Before his appointment as Director General of General Security in 2011, General Ibrahim held many significant positions. In 1994, he was appointed head of the counter-terrorism and espionage department at the intelligence directorate – G2. He served as Head of Counter Terrorism branch – G2 from 1998 – 2002. Before that, in 1989, he was the personal bodyguard of Arab League envoy to Lebanon Lakhdar Brahimi. He was then appointed bodyguard to late President Elias al-Hrawi and remained in that post until 1992 when he was tasked with protecting then newly appointed Prime Minister Rafik Hariri.
He first enrolled in military school when he was 19 and graduated three years later with the rank of lieutenant. Throughout the 1980s, he took part in several training courses in the military, culminating in an infantry course in the United States in 1989. He also received advanced security training in the United Kingdom in 1998.
Between 2005 and 2008, Ibrahim was head of the intelligence bureau in the South, putting him on the frontlines of the unrest in the Palestinian refugee camp of Ain el-Hilweh.
Robert R. Reilly:
Major General Abbas Ibrahim is the head of Lebanon’s Directorate of General Security, which Al Sharq Al Awsat calls, “the eyes and ears of the Lebanese state.” He’s in Washington for a number of important meetings. I’m not going to read a longer introduction. He has held many key positions in counter-terrorism on behalf of Lebanon. He has trained at U.S. Military institutions and infantry, as well as in Great Britain. And as is required by the State of Lebanon, when senior officials speak on matters of security and intelligence, General Ibrahim will be addressing us in Arabic this evening and our friend Intifadh Qanbar will be up here translating for him. However, the General speaks fluent English and is happy to take questions and answers in English after his talk or French or the other languages…
General Abbas Ibrahim:
Robert R. Reilly:
…or Arabic. There are a number of Arabic speakers here. So feel free to do that. Also I’m happy to say we do have or will have the English version of the General’s remarks. I’ll let Entifadh have this one in case he needs it and as those arrive they’ll be able outside if you care to have one when you leave. Please join me in welcoming General Ibrahim.

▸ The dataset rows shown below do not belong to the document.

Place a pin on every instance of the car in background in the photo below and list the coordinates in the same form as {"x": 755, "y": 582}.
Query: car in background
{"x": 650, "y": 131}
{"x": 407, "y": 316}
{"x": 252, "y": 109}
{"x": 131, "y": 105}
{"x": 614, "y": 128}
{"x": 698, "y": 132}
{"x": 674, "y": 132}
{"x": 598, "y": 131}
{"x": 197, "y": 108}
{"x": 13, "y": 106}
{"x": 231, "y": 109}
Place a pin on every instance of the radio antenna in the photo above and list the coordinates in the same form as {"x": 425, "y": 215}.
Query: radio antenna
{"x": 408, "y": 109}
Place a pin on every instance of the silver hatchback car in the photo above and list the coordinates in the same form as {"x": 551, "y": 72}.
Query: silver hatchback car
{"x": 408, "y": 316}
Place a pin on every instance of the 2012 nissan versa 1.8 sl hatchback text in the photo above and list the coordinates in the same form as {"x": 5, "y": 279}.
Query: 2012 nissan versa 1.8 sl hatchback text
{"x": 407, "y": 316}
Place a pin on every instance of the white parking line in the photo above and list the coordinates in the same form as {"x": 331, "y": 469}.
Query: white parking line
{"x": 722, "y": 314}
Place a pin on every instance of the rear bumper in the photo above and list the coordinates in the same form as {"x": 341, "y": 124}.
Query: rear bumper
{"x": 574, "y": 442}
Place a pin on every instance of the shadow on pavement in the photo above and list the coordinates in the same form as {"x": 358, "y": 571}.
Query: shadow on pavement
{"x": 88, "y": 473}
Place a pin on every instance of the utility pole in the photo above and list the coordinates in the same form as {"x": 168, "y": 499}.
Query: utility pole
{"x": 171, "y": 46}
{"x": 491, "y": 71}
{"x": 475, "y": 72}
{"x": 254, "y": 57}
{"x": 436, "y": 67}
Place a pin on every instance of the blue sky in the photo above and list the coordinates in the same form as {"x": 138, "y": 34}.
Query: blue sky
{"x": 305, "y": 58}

Entifadh Qanbar, translating for General Abbas Ibrahim:
At the beginning I’d like to say good evening. My name is General Abbas Ibrahim. I am the General Director of the General Directorate of security in Lebanon. I wanted to talk about the security challenges in Lebanon and the neighboring countries. For three and a half decades past my work was exclusively in the work of security and intelligence. During those past decades those security challenges were increasingly becoming more difficult and more challenging. It never retreated or decreased. It always increased and became more difficult to the point that becomes more worrying and fearful. Specifically, after the attacks of September 11- the terrorist attacks of September 11. The question was in the West why do they hate us? In spite of that [there] was cheering amongst those terrorists corners or groups in our areas. This kind of celebratory reaction made us worried, specifically after ISIS took over several countries in the region. And it’s almost the only unique issue that unify us with the neighboring countries, is the issue of ISIS. It comes after it in priority. The challenge is after ISIS is gone, and the nature of the countries after ISIS or the post-ISIS era. And then also the challenge of peace and the establishment of a Palestinian state. And there is also other different challenges, depending on the differences of the Arab countries and their nature. And which have differences in terms of political structure, the cultural structure, and the nature of it. In my experience with my country, specifically in difficult and critical times. I would like to warn to deal with the worst security from a technical point of view. It has to be combined even with the economics and the cultural aspects of the society.